Flood and Renewal
The Flood of 1955 was a disaster for Brooklyn, with the commercial center and the residential district east to the river flooded in the rapidly moving current. Many Brooklyn residents, including many Italian families, moved up the hill to Town Plot in the aftermath of the Flood.
"It was like a domino effect. A couple of railroad cars came down, hit the first house, knocked it into the next house, and then they all went all at once...."
"St. Joseph's was the place where... they kept the people that were in the flood. They had the National Guard there. People had to be inoculated. The Salvation Army were the first ones on the scene with the clean water. After them came the Red Cross.
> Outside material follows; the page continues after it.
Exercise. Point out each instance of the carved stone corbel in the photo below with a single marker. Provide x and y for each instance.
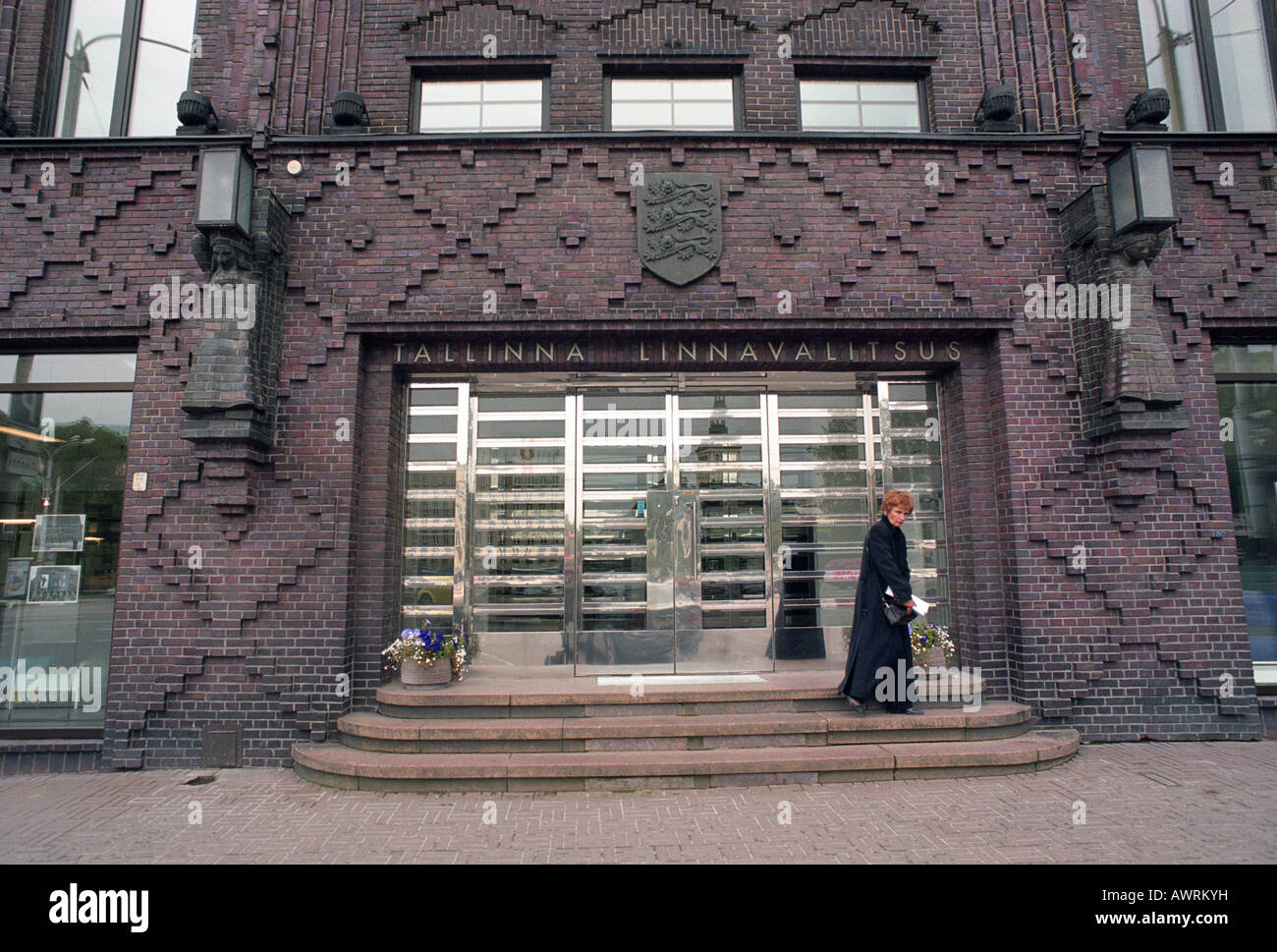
(1128, 377)
(231, 396)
I don't think anybody expected it to be as bad as it really was."
The City Plan of 1950 called for converting much of the area near the river to industrial use, because of its proximity to rail services and existing factories, and reconstruction following the flood pursued this objective. In the early '60s, the state ran the new Route 8 through this section of Brooklyn, and took 32 acres at Chase Park to construct the multi-stack interchange with Interstate 84. The previously flooded land under the highway was converted exclusively to industrial use.
"Where the highway [Route 8] is, those were three-family houses all the way up on both sides. In downtown Brooklyn, we had huge tenement buildings that sometimes had twenty-two families in them: so those people were basically displaced, and many of the Italians moved up to Town Plot...."
"I can remember the construction of the highway. I remember the dynamite wire. We would all sneak down as kids; they would have dynamite wire when they were blowing certain rocks up... they would leave it hanging around the debris.... I remember getting that wire and making designs with it."